Thema Market Timing 2.0

„Aktienmärkte: Buy and Hold – nach wie vor im Vorteil?“ habe ich erst am 21. Oktober einen Artikel überschrieben mit den Fakten über die fatalen Auswirkungen auf die eigene Performance, sollte man die besten Tage des Jahres verpassen. Dafür genügen eine Handvoll Tage, wie zum Beispiel die ersten 48 Stunden nach dem Corona-Crash, als der Dax von seinem Tief am 23. März von 8480 Punkten (Tagestief 8255)) bis zum 25. März auf 10.137 Punkte gestiegen war. Oder der gestrige Tag, wenngleich in kleinerer Dimension.

Fazit

Nach einem Kursanstieg im Dow Jones von über 2700 Punkten in der Spitze und in wenigen Tagen ist eine Korrektur überfällig. Dies hat aber weniger mit dem neuen Umfeld zu tun, sondern ist technischer Natur.

Die Impfstoffmeldung erfolgte in eine Marktlage, die schon eine gewaltige Wahlrally vollzogen hatte.

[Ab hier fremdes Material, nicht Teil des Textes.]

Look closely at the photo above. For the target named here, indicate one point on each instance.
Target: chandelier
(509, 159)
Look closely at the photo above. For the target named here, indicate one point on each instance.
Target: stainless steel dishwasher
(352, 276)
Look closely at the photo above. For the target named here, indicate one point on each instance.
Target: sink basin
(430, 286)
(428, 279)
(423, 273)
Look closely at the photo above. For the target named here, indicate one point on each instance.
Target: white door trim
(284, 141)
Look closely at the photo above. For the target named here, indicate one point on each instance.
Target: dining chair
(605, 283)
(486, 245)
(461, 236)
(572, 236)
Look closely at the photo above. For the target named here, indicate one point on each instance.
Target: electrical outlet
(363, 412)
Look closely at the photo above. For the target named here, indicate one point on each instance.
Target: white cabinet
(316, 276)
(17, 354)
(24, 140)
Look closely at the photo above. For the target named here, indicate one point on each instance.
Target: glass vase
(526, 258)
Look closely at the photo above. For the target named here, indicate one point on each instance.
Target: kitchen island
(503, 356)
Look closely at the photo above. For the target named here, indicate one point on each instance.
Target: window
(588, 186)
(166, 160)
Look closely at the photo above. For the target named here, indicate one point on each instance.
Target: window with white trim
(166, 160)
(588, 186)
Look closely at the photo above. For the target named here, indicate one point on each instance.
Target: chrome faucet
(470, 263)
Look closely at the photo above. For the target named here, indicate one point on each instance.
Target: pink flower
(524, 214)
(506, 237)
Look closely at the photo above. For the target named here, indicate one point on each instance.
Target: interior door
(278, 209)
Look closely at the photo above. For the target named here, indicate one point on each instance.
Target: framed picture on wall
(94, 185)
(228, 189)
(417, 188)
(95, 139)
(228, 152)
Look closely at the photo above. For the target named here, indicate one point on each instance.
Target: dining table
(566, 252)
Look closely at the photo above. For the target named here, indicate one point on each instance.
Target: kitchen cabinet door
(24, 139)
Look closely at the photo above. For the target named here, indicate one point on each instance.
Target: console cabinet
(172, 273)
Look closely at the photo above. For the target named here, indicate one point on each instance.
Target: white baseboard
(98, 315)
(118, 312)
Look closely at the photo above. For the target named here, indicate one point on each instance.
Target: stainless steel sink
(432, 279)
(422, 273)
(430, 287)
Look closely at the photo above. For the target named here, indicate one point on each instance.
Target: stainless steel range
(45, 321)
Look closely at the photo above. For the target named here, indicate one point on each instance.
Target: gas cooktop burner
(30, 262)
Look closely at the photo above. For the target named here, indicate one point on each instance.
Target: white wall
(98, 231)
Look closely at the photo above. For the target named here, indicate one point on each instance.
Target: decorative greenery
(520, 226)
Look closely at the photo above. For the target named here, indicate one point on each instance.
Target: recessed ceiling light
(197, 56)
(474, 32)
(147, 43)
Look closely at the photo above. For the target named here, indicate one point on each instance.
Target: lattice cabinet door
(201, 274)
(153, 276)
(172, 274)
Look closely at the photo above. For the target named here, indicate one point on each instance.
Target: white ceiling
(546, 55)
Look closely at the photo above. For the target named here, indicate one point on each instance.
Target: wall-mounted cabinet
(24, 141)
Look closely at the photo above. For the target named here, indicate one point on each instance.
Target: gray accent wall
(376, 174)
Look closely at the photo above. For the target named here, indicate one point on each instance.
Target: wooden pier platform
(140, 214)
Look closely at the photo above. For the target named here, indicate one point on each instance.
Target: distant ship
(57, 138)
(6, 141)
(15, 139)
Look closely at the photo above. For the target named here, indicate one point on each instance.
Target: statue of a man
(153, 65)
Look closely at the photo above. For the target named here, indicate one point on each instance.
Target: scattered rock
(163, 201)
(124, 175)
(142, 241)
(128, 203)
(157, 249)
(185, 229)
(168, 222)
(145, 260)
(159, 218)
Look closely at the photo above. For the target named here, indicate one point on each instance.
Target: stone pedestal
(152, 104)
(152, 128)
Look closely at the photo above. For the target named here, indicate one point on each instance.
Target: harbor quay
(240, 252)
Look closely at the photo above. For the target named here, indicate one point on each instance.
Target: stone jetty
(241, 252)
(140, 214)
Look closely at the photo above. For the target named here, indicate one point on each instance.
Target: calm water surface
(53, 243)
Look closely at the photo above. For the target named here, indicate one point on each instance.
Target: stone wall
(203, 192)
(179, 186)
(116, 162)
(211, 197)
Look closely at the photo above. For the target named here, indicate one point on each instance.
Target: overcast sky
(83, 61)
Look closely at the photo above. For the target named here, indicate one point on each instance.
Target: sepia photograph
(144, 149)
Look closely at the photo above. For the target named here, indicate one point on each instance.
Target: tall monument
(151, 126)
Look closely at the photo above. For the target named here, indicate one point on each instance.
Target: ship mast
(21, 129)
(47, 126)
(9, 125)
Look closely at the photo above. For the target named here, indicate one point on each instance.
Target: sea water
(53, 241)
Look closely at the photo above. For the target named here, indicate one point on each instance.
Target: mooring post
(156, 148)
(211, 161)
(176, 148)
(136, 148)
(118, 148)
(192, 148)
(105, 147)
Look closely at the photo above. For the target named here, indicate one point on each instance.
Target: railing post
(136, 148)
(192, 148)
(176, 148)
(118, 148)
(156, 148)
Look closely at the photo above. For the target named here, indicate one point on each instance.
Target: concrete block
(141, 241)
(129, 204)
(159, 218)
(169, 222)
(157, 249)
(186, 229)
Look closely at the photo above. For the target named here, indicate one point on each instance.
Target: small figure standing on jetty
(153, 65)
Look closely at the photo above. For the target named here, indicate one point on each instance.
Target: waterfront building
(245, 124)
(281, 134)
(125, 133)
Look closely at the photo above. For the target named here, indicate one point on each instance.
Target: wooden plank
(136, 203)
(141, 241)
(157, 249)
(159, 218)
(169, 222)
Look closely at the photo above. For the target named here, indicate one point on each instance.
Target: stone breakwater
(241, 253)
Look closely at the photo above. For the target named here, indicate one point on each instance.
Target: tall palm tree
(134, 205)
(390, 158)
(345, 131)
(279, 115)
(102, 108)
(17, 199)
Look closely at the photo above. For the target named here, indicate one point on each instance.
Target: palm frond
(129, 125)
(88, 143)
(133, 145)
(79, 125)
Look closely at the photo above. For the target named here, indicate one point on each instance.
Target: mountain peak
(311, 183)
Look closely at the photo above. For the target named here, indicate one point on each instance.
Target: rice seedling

Meine persönliche Einschätzung: Die Aktienmarkttrally wird vermutlich wieder einmal beendet werden durch einen Anstieg der Kapitalmarktzinsen. Dies dürfte aber substanziell nicht schon jetzt der Fall sein. Zu dringend muss die Wirtschaft noch unterstützt werden, zu stark sind die Auswirkungen von Corona auf die Beschäftigungslage und zu groß ist noch der Anlagenotstand. Deshalb scheint eine Jahresendrally an der Börse noch nicht bedroht zu sein.